In 1997, the Internet 2 Group faced two problems: how to make IP more deterministic and the fact that there were not enough IP numbers.

Version 6.0 of IP - currently version 4.0 is used - was going to define quality of service and expand numbering so there were enough for everyone on the planet.

But out of the quality of service work which was done, it was discovered that it was possible to tag frames. In TCP/IP today there are now a series of bits that can be user-defined by a vendor.

"Some of the work on version 6.0 was transported to TCP/IP to allow prioritisation - allowing 16 levels of priority," Rowe says.

Is Telecom doing it? Yes and no, he says. "At the moment it's proprietary to each vendor. The next step is to find out how you allocate priorities."

That introduces another element. Among others, but probably leading the market, is a partnership between Cisco and Microsoft to develop a directory enabled networking (DEN) standard.

"The directory structure will be used to define the user with a profile generally based on security access of applications, then linking the applications to priority use within the network. It's probably a year out from a useable version. Then we have to rebuild the network to recognise it."

There are currently two parts to the network: the public part, based on the Internet; and private networks, based on frame relay or ATM. They are individually connected to the user via routers.

"Increasingly, the private network is starting to look like a big router," Rowe says.

"You can now take some of the complexity and put it in the network; in theory, it is shared by many users so the incremental cost to the user goes down.

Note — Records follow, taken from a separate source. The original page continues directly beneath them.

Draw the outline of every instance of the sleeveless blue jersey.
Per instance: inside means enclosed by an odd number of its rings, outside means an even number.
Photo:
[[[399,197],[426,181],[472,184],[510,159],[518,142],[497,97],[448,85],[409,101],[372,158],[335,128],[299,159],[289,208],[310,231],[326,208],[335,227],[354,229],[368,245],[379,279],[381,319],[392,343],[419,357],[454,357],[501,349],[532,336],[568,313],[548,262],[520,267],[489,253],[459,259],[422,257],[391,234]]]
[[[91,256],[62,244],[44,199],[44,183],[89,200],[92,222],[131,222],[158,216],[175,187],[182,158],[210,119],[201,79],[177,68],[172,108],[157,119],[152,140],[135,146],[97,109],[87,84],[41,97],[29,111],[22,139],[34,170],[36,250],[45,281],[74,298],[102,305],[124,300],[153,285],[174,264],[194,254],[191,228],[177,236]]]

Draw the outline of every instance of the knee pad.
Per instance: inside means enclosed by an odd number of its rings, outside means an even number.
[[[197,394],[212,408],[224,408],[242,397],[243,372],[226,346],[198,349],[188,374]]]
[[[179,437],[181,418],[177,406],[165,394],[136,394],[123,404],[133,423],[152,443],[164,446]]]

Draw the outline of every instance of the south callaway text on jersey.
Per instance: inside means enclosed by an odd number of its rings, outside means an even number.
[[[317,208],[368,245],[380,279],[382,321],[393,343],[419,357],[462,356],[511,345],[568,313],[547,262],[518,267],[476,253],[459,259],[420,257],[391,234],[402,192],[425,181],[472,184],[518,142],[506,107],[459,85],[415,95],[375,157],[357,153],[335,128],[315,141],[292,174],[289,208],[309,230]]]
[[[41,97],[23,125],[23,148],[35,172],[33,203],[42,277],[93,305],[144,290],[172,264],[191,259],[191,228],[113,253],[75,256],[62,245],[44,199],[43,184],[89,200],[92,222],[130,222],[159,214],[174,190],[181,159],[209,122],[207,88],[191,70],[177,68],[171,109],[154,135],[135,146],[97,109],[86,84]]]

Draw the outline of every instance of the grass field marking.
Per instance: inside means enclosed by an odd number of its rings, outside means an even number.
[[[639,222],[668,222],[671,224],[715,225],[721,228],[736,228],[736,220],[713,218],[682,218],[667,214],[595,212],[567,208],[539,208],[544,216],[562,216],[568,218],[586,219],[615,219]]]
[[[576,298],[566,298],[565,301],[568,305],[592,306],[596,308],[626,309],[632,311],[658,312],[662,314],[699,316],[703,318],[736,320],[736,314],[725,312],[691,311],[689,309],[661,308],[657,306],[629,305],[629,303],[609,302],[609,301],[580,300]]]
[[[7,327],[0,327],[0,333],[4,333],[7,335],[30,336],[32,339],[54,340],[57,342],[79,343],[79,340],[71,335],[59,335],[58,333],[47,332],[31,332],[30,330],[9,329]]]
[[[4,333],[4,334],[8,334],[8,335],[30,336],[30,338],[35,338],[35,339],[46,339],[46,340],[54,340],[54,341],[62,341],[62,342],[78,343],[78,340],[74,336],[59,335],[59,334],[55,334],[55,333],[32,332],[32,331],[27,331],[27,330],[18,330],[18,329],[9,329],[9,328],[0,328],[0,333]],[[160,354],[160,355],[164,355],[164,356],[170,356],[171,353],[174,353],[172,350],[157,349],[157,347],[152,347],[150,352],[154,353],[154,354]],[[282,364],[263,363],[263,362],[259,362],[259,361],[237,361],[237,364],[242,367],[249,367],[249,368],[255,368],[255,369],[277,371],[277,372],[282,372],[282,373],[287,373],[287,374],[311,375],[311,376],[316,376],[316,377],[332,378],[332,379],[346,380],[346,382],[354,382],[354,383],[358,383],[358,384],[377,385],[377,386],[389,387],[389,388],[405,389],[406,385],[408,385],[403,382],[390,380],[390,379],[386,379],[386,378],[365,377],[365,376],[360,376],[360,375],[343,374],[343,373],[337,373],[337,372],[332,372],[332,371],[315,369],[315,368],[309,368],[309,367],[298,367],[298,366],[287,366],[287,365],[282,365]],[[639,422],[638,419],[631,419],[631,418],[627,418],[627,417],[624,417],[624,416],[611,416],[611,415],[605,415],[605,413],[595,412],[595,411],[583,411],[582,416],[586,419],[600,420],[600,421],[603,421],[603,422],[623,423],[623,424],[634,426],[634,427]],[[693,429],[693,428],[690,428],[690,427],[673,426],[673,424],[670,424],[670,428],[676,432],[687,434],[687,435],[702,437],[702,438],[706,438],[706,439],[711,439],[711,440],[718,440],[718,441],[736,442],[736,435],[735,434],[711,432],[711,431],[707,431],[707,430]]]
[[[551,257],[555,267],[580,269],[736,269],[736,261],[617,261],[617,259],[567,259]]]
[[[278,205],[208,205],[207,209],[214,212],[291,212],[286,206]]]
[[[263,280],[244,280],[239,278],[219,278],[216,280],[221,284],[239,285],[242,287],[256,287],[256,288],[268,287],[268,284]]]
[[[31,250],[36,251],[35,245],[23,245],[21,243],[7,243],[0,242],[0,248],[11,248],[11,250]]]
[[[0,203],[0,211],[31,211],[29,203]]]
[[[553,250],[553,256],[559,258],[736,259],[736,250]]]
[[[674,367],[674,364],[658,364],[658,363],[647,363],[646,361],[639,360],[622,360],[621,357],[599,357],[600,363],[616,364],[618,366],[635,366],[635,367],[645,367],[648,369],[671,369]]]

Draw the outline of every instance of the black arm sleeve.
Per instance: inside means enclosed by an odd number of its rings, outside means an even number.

"Our network plans are to look at the architecture and the type of intelligence needed for prioritisation. Underpinning the IP part of the network is ATM, which will be around for some time. The intelligent IP lives at the service layer.

"As you begin to provide layer three capabilities in the private network, you use layer two protocols. It's getting very blurred between layers two and three. The old OSI [open systems interconnection] model goes out of the window."

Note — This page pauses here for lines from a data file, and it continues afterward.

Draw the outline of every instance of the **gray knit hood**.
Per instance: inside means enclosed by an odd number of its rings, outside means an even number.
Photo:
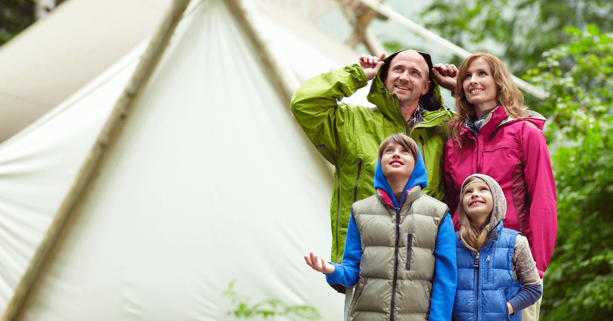
[[[484,174],[473,174],[466,177],[464,180],[464,182],[462,184],[462,192],[464,191],[464,188],[468,183],[468,180],[473,177],[478,177],[485,182],[487,184],[487,186],[490,187],[490,191],[492,192],[492,199],[493,201],[493,206],[492,208],[492,217],[490,219],[490,222],[487,225],[488,230],[491,233],[492,230],[496,229],[496,226],[498,222],[504,219],[504,215],[506,214],[506,199],[504,198],[504,193],[502,191],[502,188],[496,180]],[[463,193],[460,193],[460,199],[458,217],[461,217],[467,219],[466,217],[466,212],[464,211],[464,207],[462,205],[462,195],[463,194]]]

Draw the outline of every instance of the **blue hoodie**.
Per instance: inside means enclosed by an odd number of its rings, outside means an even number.
[[[413,172],[409,180],[405,185],[402,197],[400,202],[396,199],[387,179],[383,174],[381,164],[377,161],[375,170],[375,188],[386,193],[397,209],[405,201],[406,191],[415,186],[419,185],[422,190],[427,186],[428,177],[425,166],[421,155],[417,151],[418,157],[415,163]],[[383,195],[383,193],[381,193]],[[326,275],[326,279],[329,284],[340,284],[345,287],[352,287],[357,284],[360,279],[360,260],[362,257],[362,241],[360,231],[353,220],[349,217],[349,226],[347,229],[347,239],[345,241],[345,253],[343,261],[340,264],[333,263],[334,272]],[[435,268],[434,278],[432,279],[432,296],[430,299],[430,312],[428,320],[430,321],[450,320],[453,302],[455,296],[455,287],[457,283],[457,270],[455,260],[455,234],[454,231],[451,217],[447,214],[438,228],[438,233],[434,249]]]

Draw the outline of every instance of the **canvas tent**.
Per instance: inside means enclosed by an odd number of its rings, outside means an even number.
[[[331,177],[287,99],[351,61],[239,3],[191,1],[175,30],[162,23],[165,50],[137,46],[0,145],[5,319],[231,319],[232,280],[251,303],[343,317],[343,296],[302,261],[329,250]],[[151,52],[159,63],[143,63]],[[121,130],[101,141],[126,99]],[[67,224],[53,234],[56,212]]]
[[[69,0],[0,47],[0,142],[91,82],[158,28],[170,0]]]

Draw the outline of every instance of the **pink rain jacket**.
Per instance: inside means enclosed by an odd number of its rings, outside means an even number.
[[[528,239],[543,277],[554,252],[558,230],[555,182],[543,133],[545,119],[535,112],[526,112],[527,117],[511,119],[507,117],[504,107],[498,107],[476,136],[462,127],[463,149],[456,139],[447,142],[447,203],[457,231],[459,223],[455,213],[462,182],[473,174],[485,174],[495,179],[509,204],[503,221],[504,227],[519,231]]]

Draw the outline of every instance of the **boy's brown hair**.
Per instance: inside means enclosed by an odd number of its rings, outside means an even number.
[[[383,155],[383,150],[390,143],[397,144],[410,150],[413,153],[415,162],[417,163],[417,158],[419,157],[419,149],[417,147],[417,143],[404,133],[392,134],[381,142],[381,145],[379,145],[379,152],[377,153],[377,159],[379,161],[381,161],[381,156]]]

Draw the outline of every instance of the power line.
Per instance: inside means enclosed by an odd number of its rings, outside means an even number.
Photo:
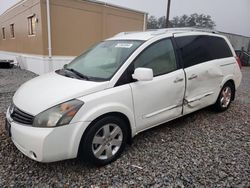
[[[171,5],[171,0],[167,0],[166,28],[169,27],[170,5]]]

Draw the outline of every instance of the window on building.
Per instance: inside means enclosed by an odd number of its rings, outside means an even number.
[[[2,37],[3,37],[3,39],[6,39],[6,36],[5,36],[5,28],[4,28],[4,27],[2,28]]]
[[[29,32],[29,35],[36,34],[36,17],[35,17],[35,15],[28,17],[28,32]]]
[[[10,38],[15,38],[14,24],[10,24]]]

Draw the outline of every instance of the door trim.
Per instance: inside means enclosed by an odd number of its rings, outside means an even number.
[[[181,106],[182,106],[182,104],[181,104],[181,105],[180,105],[180,104],[179,104],[179,105],[172,105],[172,106],[169,106],[169,107],[167,107],[167,108],[163,108],[163,109],[161,109],[161,110],[157,110],[157,111],[155,111],[155,112],[153,112],[153,113],[144,115],[144,116],[143,116],[143,119],[151,118],[151,117],[153,117],[153,116],[156,116],[156,115],[158,115],[158,114],[161,114],[161,113],[163,113],[163,112],[166,112],[166,111],[169,111],[169,110],[172,110],[172,109],[174,109],[174,108],[181,107]]]

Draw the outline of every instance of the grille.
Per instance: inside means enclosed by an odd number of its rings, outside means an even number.
[[[32,125],[34,116],[29,115],[22,110],[18,109],[16,106],[13,107],[13,112],[11,113],[10,117],[18,123],[22,123],[25,125]]]

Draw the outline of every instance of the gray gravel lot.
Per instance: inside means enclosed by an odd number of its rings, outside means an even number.
[[[6,137],[13,92],[36,75],[0,69],[0,187],[249,187],[250,67],[224,113],[203,109],[134,138],[116,162],[96,168],[78,159],[42,164]]]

The fastest growing data service product for Telecom is Lanlink, which was built by the former Netway. TCP/IP packets fit within the frame relay.

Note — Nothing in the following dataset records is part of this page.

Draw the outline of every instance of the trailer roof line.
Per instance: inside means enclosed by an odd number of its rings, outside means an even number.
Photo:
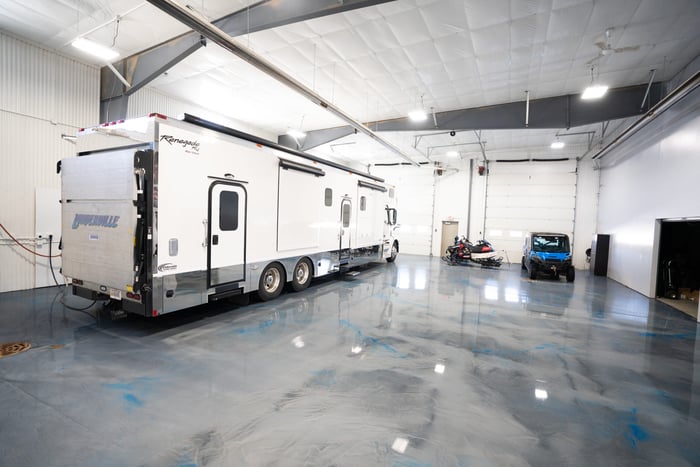
[[[259,136],[251,135],[250,133],[246,133],[244,131],[240,130],[234,130],[233,128],[220,125],[218,123],[210,122],[209,120],[204,120],[203,118],[197,117],[196,115],[191,115],[191,114],[185,114],[184,121],[187,123],[192,123],[193,125],[201,126],[202,128],[207,128],[209,130],[217,131],[219,133],[224,133],[229,136],[235,136],[236,138],[241,138],[247,141],[250,141],[251,143],[255,144],[260,144],[263,146],[267,146],[268,148],[272,149],[277,149],[278,151],[286,152],[287,154],[292,154],[295,156],[303,157],[304,159],[308,159],[310,161],[318,162],[319,164],[324,164],[329,167],[335,167],[336,169],[340,170],[345,170],[347,172],[354,173],[356,175],[360,175],[362,177],[367,177],[369,179],[375,180],[377,182],[384,183],[384,179],[380,177],[376,177],[372,174],[368,174],[367,172],[361,172],[359,170],[355,170],[351,167],[346,167],[341,164],[337,164],[332,161],[328,161],[325,159],[321,159],[320,157],[312,156],[311,154],[307,154],[302,151],[297,151],[296,149],[288,148],[286,146],[282,146],[281,144],[274,143],[270,140],[267,140],[265,138],[260,138]]]

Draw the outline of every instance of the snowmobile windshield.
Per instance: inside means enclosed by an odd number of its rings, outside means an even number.
[[[558,235],[535,235],[532,237],[532,249],[542,253],[568,253],[569,238]]]

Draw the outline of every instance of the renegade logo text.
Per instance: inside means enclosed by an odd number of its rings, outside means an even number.
[[[171,145],[179,145],[185,149],[190,149],[190,151],[187,152],[199,154],[199,141],[197,140],[180,139],[172,135],[161,135],[160,140]]]
[[[73,219],[73,228],[81,225],[116,228],[119,225],[119,216],[99,216],[95,214],[76,214]]]

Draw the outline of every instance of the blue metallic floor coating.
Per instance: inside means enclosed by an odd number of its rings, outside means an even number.
[[[360,271],[156,319],[0,294],[32,344],[0,359],[0,465],[700,465],[686,315],[585,271]]]

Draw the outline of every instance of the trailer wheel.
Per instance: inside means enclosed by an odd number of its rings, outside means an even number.
[[[399,246],[394,242],[391,245],[391,256],[389,256],[386,260],[388,263],[393,263],[396,260],[396,257],[399,254]]]
[[[279,263],[268,264],[260,274],[258,297],[264,302],[277,298],[284,285],[284,268]]]
[[[294,266],[294,276],[292,277],[292,289],[295,292],[301,292],[309,286],[311,283],[311,275],[313,272],[313,266],[308,258],[302,258],[299,260],[296,266]]]

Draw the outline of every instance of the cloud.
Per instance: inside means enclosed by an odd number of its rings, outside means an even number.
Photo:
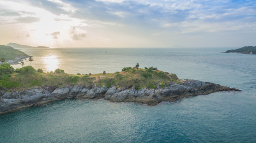
[[[54,18],[54,21],[71,21],[71,20],[69,19],[61,19],[61,18]]]
[[[0,11],[0,15],[5,16],[17,16],[21,15],[17,12],[10,11],[1,10]]]
[[[52,36],[52,38],[53,39],[58,39],[58,37],[57,36],[57,35],[59,35],[60,34],[60,32],[59,31],[57,31],[57,32],[54,32],[51,34],[50,34],[49,35],[51,35]]]
[[[72,39],[74,40],[79,40],[85,37],[85,33],[81,33],[79,34],[74,34],[72,37]]]
[[[20,17],[15,20],[19,23],[30,23],[38,22],[40,20],[40,18],[38,17],[27,16],[25,17]]]

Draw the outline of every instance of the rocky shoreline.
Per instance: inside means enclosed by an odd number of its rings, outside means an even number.
[[[92,85],[70,85],[57,88],[43,86],[27,90],[7,92],[0,90],[0,114],[39,106],[65,98],[99,99],[111,102],[134,102],[155,106],[163,101],[175,102],[178,99],[222,91],[240,91],[233,88],[195,80],[177,84],[169,82],[165,87],[136,90],[132,86],[118,88]]]

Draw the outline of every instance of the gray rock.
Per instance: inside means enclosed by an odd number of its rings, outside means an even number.
[[[186,83],[181,84],[169,82],[165,86],[166,87],[164,88],[159,86],[156,89],[144,88],[139,90],[131,89],[131,86],[119,89],[113,86],[108,89],[105,86],[91,85],[84,88],[79,85],[58,88],[54,86],[44,86],[8,93],[0,90],[0,114],[66,98],[94,99],[104,97],[112,102],[136,102],[154,106],[164,101],[175,101],[177,99],[219,91],[240,91],[195,80],[187,80]]]

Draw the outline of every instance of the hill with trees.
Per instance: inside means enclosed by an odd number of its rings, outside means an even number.
[[[23,45],[20,44],[15,43],[10,43],[7,44],[6,44],[5,46],[10,46],[15,49],[35,48],[49,48],[48,47],[45,47],[45,46],[38,46],[37,47],[32,47],[32,46],[28,46],[28,45]]]
[[[256,46],[245,46],[236,49],[231,49],[226,51],[225,53],[241,53],[248,54],[256,54]]]

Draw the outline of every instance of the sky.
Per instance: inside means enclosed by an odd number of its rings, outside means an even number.
[[[0,0],[0,44],[256,45],[256,0]]]

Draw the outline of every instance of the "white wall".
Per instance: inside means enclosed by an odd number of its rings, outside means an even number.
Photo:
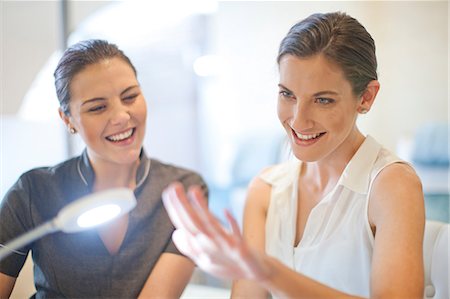
[[[70,28],[107,4],[70,1]],[[58,9],[57,1],[0,1],[2,115],[17,112],[36,72],[58,47]],[[275,110],[279,42],[300,19],[335,10],[360,20],[377,45],[382,88],[360,118],[364,133],[394,150],[401,136],[421,124],[448,121],[447,1],[220,1],[208,32],[210,52],[222,57],[223,69],[203,78],[206,88],[200,90],[199,155],[217,169],[208,175],[226,179],[244,133],[281,132]]]
[[[0,1],[0,114],[15,114],[36,73],[60,47],[60,1]],[[110,1],[69,1],[69,31]],[[56,112],[55,112],[56,113]]]

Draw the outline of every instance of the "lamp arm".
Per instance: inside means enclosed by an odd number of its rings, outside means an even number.
[[[17,237],[16,239],[9,241],[4,245],[0,244],[0,261],[17,249],[22,248],[23,246],[33,242],[34,240],[58,230],[59,229],[56,226],[55,221],[50,220]]]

"The next generation of network evolution will be adding more layer three IP capability," Rowe says.

Benefits to the user comes down to a cost equation. Because a lot of functionality will reside in the network, the cost of a router will fall from around $7000 to $1000, he says.

"With new intelligence and flexibility in the network, how you get to the customer becomes irrelevant. It's just a cost equation within a range of connectivity options."

There are plans to integrate the core of the PSTN into the new architecture, he says.

That's for functionality gain, such as linking to the white pages through an icon.

Timing is down to vendors such as Cisco and Microsoft.

"As soon as the vendors build the technologies, we will test and trial them."

It may not be that far away. In the US, AT&T already has an SLA-based IP service on its Web site.

"AT&T is a variation of what we're doing with IPNet and Lanlink," Rowe says.

Clear refused to talk about its plans on the grounds of commercial sensitivity, while Telstra didn't respond to phone calls.